O motivo era uma charge publicada pelo veículo em suas redes sociais em 16 de agosto, dia seguinte à data em que os católicos celebram a Assunção de Nossa Senhora, isto é, sua elevação aos céus.
Na imagem, a Virgem Maria aparece com as erupções cutâneas típicas de Mpox sobre uma placa em que se lê “Lourdes” –cidade francesa que atrai milhares de fiéis no feriado de Assunção por ser ter sido onde, de acordo com a tradição, a mãe de Jesus Cristo apareceu para uma jovem no século 19.

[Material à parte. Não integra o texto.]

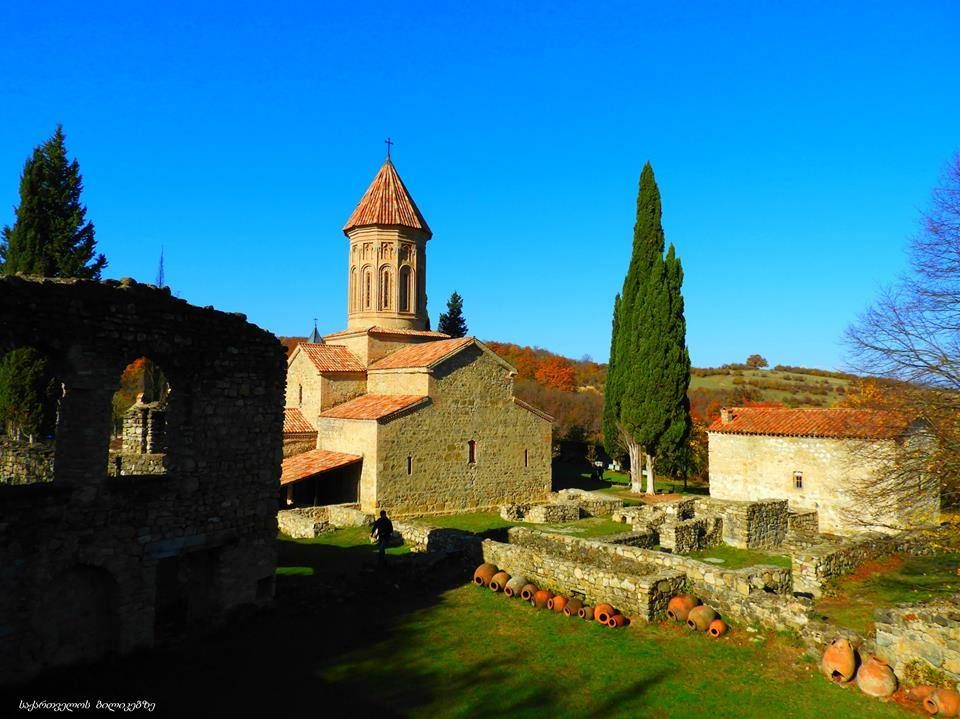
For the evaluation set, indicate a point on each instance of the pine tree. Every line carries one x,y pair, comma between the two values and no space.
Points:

A santa chora ao ser alvo de xingamentos como “‘vagabunda”, “prostituta” e “mentirosa”. O título do quadrinho, “Mpox: Primeira Aparição do Vírus na Europa”, faz referência ao primeiro caso da doença registrado no continente, no mesmo 15 de agosto em que se celebra a Assunção.
Pessoas afetadas por mpox têm sofrido preconceito em razão de a cepa mais recente da doença ser transmitida sobretudo por via sexual e atingir mais os homens –há quem acredite erroneamente que ela infecta apenas homens homossexuais.

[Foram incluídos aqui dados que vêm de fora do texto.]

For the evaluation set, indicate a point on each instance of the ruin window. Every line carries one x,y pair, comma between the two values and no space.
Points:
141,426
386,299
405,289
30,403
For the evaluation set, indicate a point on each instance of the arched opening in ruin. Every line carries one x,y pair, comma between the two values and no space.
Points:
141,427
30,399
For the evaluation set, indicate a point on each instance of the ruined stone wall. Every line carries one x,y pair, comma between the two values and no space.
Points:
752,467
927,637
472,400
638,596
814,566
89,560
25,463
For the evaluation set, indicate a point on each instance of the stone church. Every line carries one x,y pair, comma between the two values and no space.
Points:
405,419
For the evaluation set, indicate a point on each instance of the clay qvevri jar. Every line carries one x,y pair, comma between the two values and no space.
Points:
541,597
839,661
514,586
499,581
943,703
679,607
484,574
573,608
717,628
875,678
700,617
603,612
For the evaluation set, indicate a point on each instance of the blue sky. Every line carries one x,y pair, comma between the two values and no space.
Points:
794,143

Mas o vírus também pode ser passado por meio do contato direto com as lesões causadas pela doença e por gotículas. Os principais transmissores de mpox em meio à epidemia no Congo do final de 2023, por exemplo, eram heterossexuais com múltiplos parceiros. Mesmo crianças podem ser infectadas se encostarem em uma lesão ativa sem usarem proteção.
Dado esse contexto, a charge parece querer evidenciar a hipocrisia do preconceito contra os portadores de mpox ao retratar Maria -que teria dado à luz a Jesus Cristo sem ter nunca tido relações sexuais- sendo julgada pela sociedade após ser infectada pela doença.

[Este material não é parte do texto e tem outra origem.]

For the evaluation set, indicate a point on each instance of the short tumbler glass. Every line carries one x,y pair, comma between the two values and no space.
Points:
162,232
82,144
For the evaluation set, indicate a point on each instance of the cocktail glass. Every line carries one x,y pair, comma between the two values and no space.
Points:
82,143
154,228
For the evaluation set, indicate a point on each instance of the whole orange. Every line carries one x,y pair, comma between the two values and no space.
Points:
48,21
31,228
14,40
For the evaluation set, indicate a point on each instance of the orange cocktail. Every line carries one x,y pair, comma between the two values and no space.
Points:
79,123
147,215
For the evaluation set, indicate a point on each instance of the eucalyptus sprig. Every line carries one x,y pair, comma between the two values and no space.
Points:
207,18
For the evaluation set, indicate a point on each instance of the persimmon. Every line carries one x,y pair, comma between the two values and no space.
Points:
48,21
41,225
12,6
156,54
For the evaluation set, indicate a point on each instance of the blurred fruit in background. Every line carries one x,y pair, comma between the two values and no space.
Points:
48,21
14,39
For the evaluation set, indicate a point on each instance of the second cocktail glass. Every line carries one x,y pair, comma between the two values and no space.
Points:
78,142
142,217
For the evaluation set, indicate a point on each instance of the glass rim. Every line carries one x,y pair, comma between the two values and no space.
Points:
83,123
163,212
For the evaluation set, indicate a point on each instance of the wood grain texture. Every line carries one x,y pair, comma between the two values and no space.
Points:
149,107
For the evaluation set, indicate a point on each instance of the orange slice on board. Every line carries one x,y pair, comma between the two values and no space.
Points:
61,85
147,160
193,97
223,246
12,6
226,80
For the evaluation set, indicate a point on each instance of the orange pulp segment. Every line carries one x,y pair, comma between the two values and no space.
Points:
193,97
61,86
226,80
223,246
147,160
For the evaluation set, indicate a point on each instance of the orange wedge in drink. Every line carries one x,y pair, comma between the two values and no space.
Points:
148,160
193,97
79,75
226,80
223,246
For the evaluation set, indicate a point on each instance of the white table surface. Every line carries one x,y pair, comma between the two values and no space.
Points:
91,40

De acordo com a AFP, a ação foi apresentada a um tribunal em Paris e acusa ambos o cartunista, Pierrick Juin, e o diretor do Charlie, Riss. A direção do periódico não quis comentar o assunto ao ser abordada pela agência.
A publicação católica Tribune Chrétienne (cuja editora, La Petite Voie, é uma das autoras do processo) denunciou a charge assim que ela foi publicada, afirmando que tratava-se de uma “incitação gratuita ao ódio contra os católicos da França”.
Também lançou uma petição para retirar a charge das redes por considerá-la ofensiva. O documento recebeu cerca de 25 mil assinaturas.
Os autores da ação contra o Charlie argumentam que, “embora a crítica às religiões seja permitida, a sátira ou a caricatura não devem se tornar um veículo de ataques gratuitos e ofensivos contra crenças religiosas que arriscam provocar tensões na sociedade ou violência contra os fiéis”.
A França abrigou uma outra controvérsia envolvendo a fé católica recentemente. Diversos líderes e instituições ligadas a ela se indignaram com uma cena da cerimônia de abertura dos Jogos Olímpicos de Paris que, protagonizada por drag queens, remetia à Última Ceia.